Distance wise, the `DoubleNoise`-config start loosing packets at around 350 m and stops receiving entirely at around 410 m.
So not only is the reliable range much lower, the further range in which at least some messages get through is much smaller (60 m compared to 150 m).

In [None]:
pdr = receptions.groupby(CONF_COLS + ["distance"]).agg({"Correct": "sum", "RSSIdBm": "mean", "SNRdB": "mean"}).reset_index()
pdr_change_boundaries = pdr.query("Correct < 100 and Correct > 0")

fig, (left, mid, right) = plt.subplots(1, 3, figsize=(18, 5), sharey=True, constrained_layout=True)
sns.scatterplot(data=pdr, x="distance", y="Correct", hue="config", ax=left)
sns.scatterplot(data=pdr, y="Correct", x="RSSIdBm", hue="config", ax=mid)
sns.scatterplot(data=pdr, y="Correct", x="SNRdB", hue="config", ax=right)
left.set_xlim(left=pdr_change_boundaries.distance.min() - 10, right=pdr_change_boundaries.distance.max() + 10)
mid.set_xlim(left=pdr_change_boundaries.RSSIdBm.min() - 0.5, right=pdr_change_boundaries.RSSIdBm.max() + 0.5)
right.set_xlim(left=pdr_change_boundaries.SNRdB.min() - 0.5, right=pdr_change_boundaries.SNRdB.max() + 0.5)

## Excursus: How dB changes when the base values change

What happens with a number expressed in dB when the underlying absolute nubmer is doubled or halved?
This should give me some intuition on how much interference or noise has to increase to have significant effects on decodability.

In [None]:
base_number = pd.Series(2 ** np.arange(0, 8, 0.5))
base_vs_dB = pd.DataFrame({"base": base_number, "dB": 10 * np.log10(base_number)})

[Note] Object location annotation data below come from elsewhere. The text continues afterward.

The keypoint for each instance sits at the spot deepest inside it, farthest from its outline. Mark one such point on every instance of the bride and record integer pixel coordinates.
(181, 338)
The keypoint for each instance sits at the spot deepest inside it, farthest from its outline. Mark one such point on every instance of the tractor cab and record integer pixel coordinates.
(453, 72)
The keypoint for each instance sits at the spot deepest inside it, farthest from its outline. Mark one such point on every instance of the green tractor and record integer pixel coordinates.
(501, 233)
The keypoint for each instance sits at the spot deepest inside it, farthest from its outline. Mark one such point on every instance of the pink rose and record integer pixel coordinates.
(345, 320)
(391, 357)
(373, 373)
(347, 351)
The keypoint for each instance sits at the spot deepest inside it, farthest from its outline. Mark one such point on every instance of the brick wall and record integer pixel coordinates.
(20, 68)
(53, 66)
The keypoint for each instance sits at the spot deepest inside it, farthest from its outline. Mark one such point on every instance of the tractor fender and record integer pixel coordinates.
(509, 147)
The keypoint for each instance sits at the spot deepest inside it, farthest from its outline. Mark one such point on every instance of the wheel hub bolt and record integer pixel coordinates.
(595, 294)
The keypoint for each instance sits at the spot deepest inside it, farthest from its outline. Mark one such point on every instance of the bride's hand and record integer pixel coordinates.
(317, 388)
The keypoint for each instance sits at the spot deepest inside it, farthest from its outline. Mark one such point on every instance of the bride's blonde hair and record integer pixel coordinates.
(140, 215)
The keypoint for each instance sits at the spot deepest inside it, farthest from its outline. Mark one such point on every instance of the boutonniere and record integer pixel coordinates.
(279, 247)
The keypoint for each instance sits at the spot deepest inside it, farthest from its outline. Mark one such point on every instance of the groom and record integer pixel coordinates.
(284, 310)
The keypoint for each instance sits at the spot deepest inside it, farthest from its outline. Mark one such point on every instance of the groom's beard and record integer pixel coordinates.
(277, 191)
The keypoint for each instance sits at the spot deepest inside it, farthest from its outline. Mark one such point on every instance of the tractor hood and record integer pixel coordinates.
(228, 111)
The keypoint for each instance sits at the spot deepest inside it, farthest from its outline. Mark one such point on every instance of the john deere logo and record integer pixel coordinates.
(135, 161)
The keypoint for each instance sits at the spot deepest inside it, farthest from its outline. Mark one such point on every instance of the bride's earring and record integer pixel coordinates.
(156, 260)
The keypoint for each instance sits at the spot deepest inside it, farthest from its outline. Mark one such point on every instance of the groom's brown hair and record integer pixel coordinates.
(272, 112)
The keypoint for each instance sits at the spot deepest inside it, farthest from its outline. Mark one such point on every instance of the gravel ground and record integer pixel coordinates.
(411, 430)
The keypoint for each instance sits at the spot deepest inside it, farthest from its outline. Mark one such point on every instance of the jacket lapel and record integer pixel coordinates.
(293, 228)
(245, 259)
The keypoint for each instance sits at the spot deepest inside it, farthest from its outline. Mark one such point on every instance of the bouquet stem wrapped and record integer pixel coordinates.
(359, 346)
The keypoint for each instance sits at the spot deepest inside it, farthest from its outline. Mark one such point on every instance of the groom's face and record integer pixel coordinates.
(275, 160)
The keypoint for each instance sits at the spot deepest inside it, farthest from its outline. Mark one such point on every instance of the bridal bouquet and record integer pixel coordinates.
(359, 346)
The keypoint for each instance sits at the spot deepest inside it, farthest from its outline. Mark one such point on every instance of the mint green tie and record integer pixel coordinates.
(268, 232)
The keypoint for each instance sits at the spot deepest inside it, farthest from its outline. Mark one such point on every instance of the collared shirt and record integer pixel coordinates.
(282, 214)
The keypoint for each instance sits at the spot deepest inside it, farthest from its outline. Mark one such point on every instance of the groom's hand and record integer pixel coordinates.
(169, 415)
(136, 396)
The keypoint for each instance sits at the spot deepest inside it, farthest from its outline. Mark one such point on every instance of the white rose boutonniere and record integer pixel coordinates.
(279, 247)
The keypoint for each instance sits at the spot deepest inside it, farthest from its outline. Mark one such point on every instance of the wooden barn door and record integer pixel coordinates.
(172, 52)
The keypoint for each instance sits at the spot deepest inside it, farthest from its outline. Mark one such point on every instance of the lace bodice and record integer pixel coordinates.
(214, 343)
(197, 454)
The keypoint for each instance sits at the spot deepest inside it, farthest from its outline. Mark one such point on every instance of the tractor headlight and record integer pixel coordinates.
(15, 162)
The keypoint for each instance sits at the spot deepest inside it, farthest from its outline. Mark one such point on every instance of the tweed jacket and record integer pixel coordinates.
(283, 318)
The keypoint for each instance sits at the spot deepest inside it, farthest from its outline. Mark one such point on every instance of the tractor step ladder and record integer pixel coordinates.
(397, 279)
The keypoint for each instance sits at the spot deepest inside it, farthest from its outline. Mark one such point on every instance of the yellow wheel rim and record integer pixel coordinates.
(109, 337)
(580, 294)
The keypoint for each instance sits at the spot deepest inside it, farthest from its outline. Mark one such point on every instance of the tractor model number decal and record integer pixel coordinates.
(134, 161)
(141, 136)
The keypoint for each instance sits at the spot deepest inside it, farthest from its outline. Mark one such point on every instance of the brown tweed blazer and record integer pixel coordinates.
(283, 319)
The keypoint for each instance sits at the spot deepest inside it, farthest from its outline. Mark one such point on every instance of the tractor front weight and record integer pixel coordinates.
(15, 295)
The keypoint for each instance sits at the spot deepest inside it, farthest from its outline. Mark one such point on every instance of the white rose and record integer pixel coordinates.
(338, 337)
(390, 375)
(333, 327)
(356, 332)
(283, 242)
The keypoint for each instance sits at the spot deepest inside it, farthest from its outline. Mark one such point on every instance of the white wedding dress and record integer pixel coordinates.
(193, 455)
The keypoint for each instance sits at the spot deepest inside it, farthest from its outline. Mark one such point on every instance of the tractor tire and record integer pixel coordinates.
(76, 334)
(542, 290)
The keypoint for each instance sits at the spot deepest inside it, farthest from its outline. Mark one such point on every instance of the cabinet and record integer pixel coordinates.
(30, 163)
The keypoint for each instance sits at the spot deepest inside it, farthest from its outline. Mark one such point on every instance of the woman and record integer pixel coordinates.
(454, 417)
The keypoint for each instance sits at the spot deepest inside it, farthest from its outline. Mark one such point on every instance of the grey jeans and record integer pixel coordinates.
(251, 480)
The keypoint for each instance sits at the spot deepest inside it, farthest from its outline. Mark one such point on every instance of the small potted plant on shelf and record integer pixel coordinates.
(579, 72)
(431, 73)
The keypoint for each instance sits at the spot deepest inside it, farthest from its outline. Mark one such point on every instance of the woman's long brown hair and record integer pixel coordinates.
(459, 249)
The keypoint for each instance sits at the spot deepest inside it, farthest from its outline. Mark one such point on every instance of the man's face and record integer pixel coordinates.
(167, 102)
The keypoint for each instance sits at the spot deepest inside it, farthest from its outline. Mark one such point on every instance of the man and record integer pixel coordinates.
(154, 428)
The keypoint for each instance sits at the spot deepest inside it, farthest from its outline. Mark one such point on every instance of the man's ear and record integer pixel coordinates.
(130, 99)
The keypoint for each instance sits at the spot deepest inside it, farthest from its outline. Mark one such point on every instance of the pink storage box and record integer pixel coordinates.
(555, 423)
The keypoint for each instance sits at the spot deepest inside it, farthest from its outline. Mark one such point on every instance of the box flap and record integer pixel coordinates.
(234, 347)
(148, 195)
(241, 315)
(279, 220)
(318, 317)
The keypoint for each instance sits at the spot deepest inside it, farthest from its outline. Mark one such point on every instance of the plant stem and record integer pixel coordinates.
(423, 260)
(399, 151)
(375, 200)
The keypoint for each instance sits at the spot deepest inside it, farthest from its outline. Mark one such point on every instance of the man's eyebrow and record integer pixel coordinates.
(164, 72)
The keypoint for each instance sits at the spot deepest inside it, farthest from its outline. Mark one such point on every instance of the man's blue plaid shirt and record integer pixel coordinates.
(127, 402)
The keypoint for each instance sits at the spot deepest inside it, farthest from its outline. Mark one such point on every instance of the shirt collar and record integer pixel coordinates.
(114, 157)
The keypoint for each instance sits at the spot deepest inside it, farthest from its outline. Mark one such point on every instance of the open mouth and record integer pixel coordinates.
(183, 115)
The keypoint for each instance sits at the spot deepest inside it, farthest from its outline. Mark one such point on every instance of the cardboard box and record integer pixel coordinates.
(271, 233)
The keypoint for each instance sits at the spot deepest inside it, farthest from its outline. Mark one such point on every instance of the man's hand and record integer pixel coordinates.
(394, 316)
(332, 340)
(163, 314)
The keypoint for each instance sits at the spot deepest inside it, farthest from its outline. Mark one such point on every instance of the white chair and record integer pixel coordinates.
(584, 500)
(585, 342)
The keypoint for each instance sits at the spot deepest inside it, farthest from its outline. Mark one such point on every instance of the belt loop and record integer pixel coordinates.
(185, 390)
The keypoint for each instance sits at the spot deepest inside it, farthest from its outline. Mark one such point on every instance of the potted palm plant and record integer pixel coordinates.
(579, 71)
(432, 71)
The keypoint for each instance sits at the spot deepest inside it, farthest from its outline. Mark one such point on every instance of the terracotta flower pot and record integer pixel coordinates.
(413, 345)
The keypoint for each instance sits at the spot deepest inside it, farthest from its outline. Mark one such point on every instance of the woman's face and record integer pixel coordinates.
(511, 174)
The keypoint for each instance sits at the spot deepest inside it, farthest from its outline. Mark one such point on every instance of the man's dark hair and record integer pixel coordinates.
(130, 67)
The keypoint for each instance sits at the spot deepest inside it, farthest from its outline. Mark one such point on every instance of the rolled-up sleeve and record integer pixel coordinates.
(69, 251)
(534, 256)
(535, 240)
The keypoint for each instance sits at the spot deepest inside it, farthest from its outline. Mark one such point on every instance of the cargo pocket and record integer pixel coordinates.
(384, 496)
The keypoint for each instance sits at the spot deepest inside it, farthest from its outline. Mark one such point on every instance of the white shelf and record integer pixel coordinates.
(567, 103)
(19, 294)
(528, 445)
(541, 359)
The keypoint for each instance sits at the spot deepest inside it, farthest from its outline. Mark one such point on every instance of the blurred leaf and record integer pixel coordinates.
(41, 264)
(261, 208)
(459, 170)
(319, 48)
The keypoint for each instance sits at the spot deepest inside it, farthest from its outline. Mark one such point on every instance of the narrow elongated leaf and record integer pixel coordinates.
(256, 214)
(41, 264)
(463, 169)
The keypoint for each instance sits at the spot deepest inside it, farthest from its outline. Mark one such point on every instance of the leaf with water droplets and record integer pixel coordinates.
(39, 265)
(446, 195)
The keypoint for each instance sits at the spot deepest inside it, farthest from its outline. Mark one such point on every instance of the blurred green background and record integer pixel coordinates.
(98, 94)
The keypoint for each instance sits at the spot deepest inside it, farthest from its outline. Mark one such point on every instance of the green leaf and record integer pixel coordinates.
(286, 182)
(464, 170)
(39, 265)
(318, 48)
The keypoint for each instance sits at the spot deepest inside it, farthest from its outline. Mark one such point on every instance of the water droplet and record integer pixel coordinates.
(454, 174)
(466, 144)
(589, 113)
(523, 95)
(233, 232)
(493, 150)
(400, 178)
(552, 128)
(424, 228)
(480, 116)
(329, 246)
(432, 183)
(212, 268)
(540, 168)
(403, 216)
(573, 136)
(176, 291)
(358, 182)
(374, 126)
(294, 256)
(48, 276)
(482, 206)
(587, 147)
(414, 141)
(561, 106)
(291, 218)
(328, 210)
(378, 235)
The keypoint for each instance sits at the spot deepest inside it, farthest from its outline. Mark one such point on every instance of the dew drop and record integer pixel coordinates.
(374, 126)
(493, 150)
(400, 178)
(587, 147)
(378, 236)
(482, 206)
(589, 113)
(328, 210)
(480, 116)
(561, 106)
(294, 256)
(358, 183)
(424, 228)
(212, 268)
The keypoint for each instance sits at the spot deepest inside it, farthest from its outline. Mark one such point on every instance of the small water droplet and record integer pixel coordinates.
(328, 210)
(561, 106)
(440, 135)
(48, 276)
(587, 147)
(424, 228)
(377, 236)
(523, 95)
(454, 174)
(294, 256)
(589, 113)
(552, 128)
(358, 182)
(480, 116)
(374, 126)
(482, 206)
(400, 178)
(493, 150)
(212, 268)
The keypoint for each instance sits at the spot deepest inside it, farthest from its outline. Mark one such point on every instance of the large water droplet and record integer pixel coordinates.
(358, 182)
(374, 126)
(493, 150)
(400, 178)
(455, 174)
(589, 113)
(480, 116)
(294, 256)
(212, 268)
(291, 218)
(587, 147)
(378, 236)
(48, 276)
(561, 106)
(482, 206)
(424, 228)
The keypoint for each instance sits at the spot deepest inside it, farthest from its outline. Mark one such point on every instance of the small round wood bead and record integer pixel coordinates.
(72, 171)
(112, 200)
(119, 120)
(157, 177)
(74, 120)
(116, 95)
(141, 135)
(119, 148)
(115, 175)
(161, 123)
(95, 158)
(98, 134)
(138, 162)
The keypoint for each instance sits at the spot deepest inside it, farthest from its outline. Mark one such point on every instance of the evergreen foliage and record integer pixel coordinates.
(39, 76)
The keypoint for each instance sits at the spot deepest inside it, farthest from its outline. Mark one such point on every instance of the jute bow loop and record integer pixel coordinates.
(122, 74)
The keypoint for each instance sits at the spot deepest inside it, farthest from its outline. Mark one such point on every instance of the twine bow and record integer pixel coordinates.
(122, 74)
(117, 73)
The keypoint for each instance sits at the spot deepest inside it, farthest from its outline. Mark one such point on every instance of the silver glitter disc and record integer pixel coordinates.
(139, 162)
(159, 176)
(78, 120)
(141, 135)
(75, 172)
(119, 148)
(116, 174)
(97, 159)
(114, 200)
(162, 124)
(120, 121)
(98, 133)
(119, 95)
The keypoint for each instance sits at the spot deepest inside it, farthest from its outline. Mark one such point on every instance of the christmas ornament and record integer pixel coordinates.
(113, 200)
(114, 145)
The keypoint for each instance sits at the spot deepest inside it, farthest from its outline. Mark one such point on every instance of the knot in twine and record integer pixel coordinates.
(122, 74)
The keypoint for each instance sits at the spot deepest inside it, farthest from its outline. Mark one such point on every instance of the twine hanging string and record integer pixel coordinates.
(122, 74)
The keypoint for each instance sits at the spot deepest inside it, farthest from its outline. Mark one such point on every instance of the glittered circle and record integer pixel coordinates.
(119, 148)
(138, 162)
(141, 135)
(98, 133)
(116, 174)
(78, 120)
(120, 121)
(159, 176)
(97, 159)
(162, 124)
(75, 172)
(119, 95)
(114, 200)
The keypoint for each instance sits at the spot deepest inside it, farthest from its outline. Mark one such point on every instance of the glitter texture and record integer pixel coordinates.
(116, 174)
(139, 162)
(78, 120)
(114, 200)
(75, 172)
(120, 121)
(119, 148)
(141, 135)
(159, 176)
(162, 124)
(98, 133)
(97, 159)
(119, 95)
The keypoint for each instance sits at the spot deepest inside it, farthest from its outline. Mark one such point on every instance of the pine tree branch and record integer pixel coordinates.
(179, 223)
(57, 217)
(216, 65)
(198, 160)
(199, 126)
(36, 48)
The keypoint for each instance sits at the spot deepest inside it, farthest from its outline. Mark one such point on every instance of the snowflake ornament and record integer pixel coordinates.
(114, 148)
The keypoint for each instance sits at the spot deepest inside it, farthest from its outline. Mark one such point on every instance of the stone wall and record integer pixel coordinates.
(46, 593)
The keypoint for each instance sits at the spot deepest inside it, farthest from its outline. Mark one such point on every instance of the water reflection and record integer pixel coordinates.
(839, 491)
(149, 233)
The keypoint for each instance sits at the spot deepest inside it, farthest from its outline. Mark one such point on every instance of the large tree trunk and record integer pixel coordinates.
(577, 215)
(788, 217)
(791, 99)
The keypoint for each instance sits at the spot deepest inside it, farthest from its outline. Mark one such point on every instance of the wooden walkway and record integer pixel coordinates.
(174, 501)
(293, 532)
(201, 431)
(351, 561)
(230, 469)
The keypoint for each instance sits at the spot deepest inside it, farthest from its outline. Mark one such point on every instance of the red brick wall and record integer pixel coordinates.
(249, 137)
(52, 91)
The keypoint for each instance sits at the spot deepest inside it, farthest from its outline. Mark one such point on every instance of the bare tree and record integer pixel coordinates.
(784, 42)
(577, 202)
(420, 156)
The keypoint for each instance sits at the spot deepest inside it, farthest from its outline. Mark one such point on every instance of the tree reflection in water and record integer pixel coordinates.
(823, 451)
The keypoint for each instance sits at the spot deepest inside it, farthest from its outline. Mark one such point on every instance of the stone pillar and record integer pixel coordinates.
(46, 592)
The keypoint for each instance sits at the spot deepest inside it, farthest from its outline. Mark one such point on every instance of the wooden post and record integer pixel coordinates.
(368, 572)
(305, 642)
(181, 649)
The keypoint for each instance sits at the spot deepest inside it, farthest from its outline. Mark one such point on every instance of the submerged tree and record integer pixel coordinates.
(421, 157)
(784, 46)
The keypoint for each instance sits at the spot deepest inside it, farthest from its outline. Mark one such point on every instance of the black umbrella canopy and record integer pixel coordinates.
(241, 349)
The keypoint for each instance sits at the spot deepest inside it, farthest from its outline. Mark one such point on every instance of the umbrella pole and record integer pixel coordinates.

fig, (left, right) = plt.subplots(1, 2, figsize=(24, 4))
base_vs_dB.plot(x="base", y="dB", ax=left)
right.axis('off')
right.table(cellText=base_vs_dB.round(2).values, colLabels=base_vs_dB.columns, loc='center')
# base_vs_dB.head(8)

Result: Follow the rule of thumb **"doubling the base number adds 3 dB"**.

Thus, halving the base number subtracts 3 dB.

So, if there is *interference equal to the noise floor* (currently -98 dBm), then the SINR in dBm is *3 dB lower* than without any interference.

## TODO: Influence of Interference

Now that I know about the basic behavior, I want to find out how increased interference could change the results.
Note that Veins treats interference and noise mostly the same (except for some reporting), so I could also just adapt the noise to get an impression of what would change.

Main Questions:

- How much interference/noise is needed to significantly shift the reception behavior?
- How much interference can there be (assuming CSMA/CA works)?
    * ANSWERED: for a single source of interference (that is not decodable).
- And finally: at what distance will a signal be so weak that it can not interfere with the reception of another signal anymore?

#### First thoughts and insights:

- at around 1220m, the message can no longer be detected
    * because the RSS is below the `minPowerlevel` of -98 dBm
    * the noise floor is configured to the same value of -98 dBm, but does not have an influence on the *detectability*, only *decodabiliity* (through SNR)
- decoding stops much earlier, at around 600 m (without any interference)
- so, an interfering signal sent from around 1225 m will also have a RSS of around -98 dBm
    * at that time, SINR would be half as big as the pure SNR, or 3 dB lower
    * we need a SINR of around 7 dB for reliable decoding, present at around 500 m
    * to compensate for said interference, we need around 10 dB SNR, present at around only 350 m
    * this matches the observations from above with the `DoubleNoise` approach.

Verification approach: just increase the noise level by 3 dBm and compare outcomes, the reliable decodablity should be around the numbers above.